The Establishment of an Acute Kidney Injury Service in a Tertiary Renal Centre at Lancashire Teaching Hospital NHS FT
Following an 18 month period of planning and confirmation of funding, an Acute Kidney Injury service at Lancashire Teaching Hospital NHS Foundation Trust was launched in October 2015. During the planning phase key stakeholders were identified and included in the service development. The renal directorate clinical director, the consultant nurse for critical care services, the critical care outreach team (CCOT), the renal pharmacist, the information technology (IT) department, the radiology department, the pathology and phlebotomy services, the quality and effectiveness lead for the organisation, the coding department, other specialist services such as the palliative care and pain team and the heart failure nurses. And finally to provide quality assurances, the Advancing Quality Alliance (AQuA) are involved as external reviewers. All stakeholders became key partners and had a significant impact on how the service was developed and implemented, especially the links with the IT and pathology department. This enabled us to develop robust processes to capture patient activity and documentation of Acute Kidney Injury Team (AKIT) interventions.
The AKIT is a bespoke service of the CCOT who, during the first 12 months of the service, spend approximately three months in the AKIT before rotating back into the CCOT. This period enables the individuals to develop additional skills and knowledge with this group of patients. The CCOT are now able to request renal ultrasound scans. Generating the service as an expansion of the CCOT was a deliberate decision taken to utilise the expertise and clinical knowledge of an established team of senior nurses familiar with assessing, planning, implementing and escalating the care of patients. The renal directorate practice educator joined the team, on a part time 12 month secondment to support service development, professional development of the existing CCOT. This resource has been invaluable to support the development of resources for ward-based education, and strengthen partnerships with the Renal Directorate.
The AKIT and the duty pharmacist identify their daily patient activity from a report on all AKI 1, 2 and 3 flags generated by a search on the organisation’s pathology system as per NICE guidance. The AKIT reviews all patients with AKI 2 and 3 every day, the ward based pharmacists review all AKI patients in their area Monday-Friday. The search is repeated frequently during the day to update in real time as blood tests are processed. One of the quality standards for patients with an AKI 3 is an early expert review. As the service operates 12 hours a day, 7 days a week, the majority of patients are reviewed within a 12 hour window following their blood results. The process for escalation of the patient with an acute kidney injury stage 3 mirrors that of the critical care outreach service but the AKIT escalates to the renal registrar or consultant on call. As the service has developed the need for timely blood samples has become evident so the appointment of additional phlebotomy services as part of the business case has been very useful. Good working relationships within the service facilitate daily discussion about patients to ensure best practice is implemented as soon as possible to achieve the best outcome, minimise patient deterioration and promote patient safety.
Recognition of acute kidney injury and appropriate coding at patient discharge is now included in the hospital discharge information letter and this has facilitated the funding stream to support the service in the longer term.
A large part of the AKIT’s responsibility is to provide education for all health care staff in all areas. Traditional teaching methods have been used, but release of staff from clinical areas is always challenging. 2
A short education session using ‘nearpod’ technology has been developed which can be delivered to ward staff in the clinical areas including health care support workers, nursing staff and medical teams. Established education sessions included in the organisation’s postgraduate training programme for nurses include AKI information, recognition and prevention. The team working with the renal consultants and pharmacists now have access to the foundation years medical educational programmes to deliver a joint session covering all the essential information. Contacts within primary care have facilitated access to GP training sessions held within the organisations health academy to deliver education on sepsis and AKI. One of the simplest tools to generate discussion about AKI is our team mascot ‘Sidney the Kidney’. Sidney engages staff in education sessions and information stands.
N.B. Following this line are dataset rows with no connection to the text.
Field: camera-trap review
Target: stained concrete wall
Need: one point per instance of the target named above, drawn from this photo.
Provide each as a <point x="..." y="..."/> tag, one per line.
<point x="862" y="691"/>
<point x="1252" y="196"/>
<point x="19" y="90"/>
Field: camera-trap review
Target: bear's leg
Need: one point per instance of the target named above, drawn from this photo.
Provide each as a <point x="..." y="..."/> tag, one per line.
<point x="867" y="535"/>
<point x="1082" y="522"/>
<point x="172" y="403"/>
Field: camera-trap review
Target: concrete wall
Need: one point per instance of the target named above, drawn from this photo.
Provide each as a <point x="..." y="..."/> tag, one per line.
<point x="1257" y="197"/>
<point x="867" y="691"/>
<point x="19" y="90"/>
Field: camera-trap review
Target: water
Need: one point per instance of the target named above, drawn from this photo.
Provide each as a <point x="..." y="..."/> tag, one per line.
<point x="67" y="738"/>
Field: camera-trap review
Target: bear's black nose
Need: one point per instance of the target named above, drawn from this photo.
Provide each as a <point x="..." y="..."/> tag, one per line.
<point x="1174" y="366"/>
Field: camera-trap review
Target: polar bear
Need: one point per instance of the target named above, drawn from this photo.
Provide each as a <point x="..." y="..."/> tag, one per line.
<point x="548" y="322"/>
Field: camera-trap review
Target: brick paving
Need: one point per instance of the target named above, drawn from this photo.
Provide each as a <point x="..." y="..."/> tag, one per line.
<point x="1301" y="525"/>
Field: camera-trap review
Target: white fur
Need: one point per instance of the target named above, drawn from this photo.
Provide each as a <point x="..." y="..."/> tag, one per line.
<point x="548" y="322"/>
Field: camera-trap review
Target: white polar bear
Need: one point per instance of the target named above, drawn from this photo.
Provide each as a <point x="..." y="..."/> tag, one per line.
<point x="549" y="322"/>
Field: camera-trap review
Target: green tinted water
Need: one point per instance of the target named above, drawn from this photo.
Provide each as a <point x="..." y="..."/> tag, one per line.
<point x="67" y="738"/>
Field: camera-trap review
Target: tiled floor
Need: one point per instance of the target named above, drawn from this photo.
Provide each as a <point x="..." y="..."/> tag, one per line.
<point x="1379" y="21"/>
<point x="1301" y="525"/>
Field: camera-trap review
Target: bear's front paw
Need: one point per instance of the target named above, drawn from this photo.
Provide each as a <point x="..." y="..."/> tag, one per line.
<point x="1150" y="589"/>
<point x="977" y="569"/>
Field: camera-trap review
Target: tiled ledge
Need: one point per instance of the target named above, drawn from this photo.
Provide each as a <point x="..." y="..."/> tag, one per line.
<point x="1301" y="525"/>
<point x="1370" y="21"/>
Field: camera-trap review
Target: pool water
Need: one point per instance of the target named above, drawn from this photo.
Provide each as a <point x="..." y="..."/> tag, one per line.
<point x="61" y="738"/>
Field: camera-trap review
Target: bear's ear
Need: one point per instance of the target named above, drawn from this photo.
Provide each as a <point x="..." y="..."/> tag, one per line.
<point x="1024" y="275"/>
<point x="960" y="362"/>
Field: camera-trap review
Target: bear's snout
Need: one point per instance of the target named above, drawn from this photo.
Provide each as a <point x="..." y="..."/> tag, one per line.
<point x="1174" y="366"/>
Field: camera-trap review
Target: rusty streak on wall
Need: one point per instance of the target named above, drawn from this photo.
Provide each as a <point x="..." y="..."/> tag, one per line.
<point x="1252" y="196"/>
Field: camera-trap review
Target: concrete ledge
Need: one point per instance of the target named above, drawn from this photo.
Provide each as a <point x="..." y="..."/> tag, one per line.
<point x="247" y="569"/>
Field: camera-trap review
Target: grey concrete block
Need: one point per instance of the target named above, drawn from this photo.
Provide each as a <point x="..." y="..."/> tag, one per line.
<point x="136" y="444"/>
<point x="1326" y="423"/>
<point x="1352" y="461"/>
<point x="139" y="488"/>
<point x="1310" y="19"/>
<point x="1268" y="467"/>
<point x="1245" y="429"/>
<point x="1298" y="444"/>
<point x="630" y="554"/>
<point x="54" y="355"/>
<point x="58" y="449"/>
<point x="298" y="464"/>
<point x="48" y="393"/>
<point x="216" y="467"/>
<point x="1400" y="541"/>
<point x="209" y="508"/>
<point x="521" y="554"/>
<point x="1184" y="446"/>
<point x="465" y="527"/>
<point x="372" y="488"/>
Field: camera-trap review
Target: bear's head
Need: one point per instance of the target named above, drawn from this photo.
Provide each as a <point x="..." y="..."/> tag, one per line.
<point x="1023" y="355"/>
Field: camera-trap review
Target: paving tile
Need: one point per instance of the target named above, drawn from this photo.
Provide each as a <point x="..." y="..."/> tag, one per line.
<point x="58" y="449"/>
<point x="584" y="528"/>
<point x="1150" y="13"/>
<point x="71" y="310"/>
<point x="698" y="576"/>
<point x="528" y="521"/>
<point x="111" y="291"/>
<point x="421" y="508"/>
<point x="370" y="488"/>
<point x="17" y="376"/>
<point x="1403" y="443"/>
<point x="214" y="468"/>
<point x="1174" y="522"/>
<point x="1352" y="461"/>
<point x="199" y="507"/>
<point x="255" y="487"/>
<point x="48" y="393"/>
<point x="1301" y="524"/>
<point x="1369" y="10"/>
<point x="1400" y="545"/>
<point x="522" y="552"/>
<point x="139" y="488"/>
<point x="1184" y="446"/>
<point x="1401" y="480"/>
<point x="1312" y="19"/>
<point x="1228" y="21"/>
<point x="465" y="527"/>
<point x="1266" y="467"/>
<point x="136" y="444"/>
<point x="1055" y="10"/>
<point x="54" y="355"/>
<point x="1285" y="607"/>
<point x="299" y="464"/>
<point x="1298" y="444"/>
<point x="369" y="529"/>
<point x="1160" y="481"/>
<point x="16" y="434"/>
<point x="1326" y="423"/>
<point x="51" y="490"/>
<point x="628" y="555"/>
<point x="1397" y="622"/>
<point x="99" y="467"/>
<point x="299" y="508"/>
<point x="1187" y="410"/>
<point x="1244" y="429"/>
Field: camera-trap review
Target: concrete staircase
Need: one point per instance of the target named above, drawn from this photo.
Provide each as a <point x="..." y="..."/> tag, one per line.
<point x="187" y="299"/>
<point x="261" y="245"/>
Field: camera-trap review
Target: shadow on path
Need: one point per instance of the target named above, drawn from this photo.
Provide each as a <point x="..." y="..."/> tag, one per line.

He proved particularly popular at a local conference and was a talking point on the day. To support communication across our large teaching hospital the AKIT has developed a quarterly newsletter to raise awareness of the team and service in the organisation.
The AQuA AKI patient information leaflet has been adopted locally and is given to patients reviewed by the AKIT. Ongoing recommendations following patient discharge for GPs in relation to monitoring post AKI and patient information is also included in the hospital discharge letter for all stages of AKI, which support the AKI CQUIN measures.
The organisation is working towards a ‘paper light’ vision by 2020. The AKIT future proofed their patient reviews by using the electronic patient record system to record the visit and brief interventions. The majority of information to support the AKI care bundle is recorded in the patient’s hard copy notes, not yet electronic until post discharge. This electronic record, at the time of the review, supports monitoring of AKIT activity and quality assurance for the organisation. Outcome measures and audit of the service run in line with the AQUA clinical process measures which are incorporated in the care bundle designed and used by the team. Monitoring and outcome measures will include numbers of patients seen by AKIT, numbers of visits per each patient group, numbers of patients requiring referral to CCOT and any changes to critical care outreach activity.
Specific outcome measures for AKI stage 3 will include length of hospital stay, mortality, percentage of hospital acquired compared to community, subsequent development of CKD and progression to dialysis. Specific outcome measures for AKI stage 2 include length of hospital stay, mortality, progression to AKI stage 3 and percentage of hospital acquired compared to that from the community.
In the future the service is planning the use of a blood order set for Vasculitis and point of care testing kits at the bed space. Within education we are exploring academic detailing for GPs, practice nurses and care homes and a learning placement for nursing and medical students. The team leader is working with a senior radiographer to promote the use of local hydration guidelines to minimise contrast media induced AKI. The lead renal physician is implementing a risk assessment to identify patients at risk of developing an AKI peri/post operatively who are attending pre-operative clinics.
The journey to date has been frustrating, challenging yet extremely rewarding. We have achieved the development of a robust quality driven acute kidney injury service for our patients, including the development of the knowledge and skill set of our critical care outreach team members which directly effects the service offered to our critically ill patients referred to the CCOT. The key rewards have been harvested by ensuring all stakeholders have been involved and their expertise have been utilised throughout service development. As the service matures we are constantly revisiting all elements to ensure we are satisfied with the service for our patients, this will create other ideas and potential developments to be considered.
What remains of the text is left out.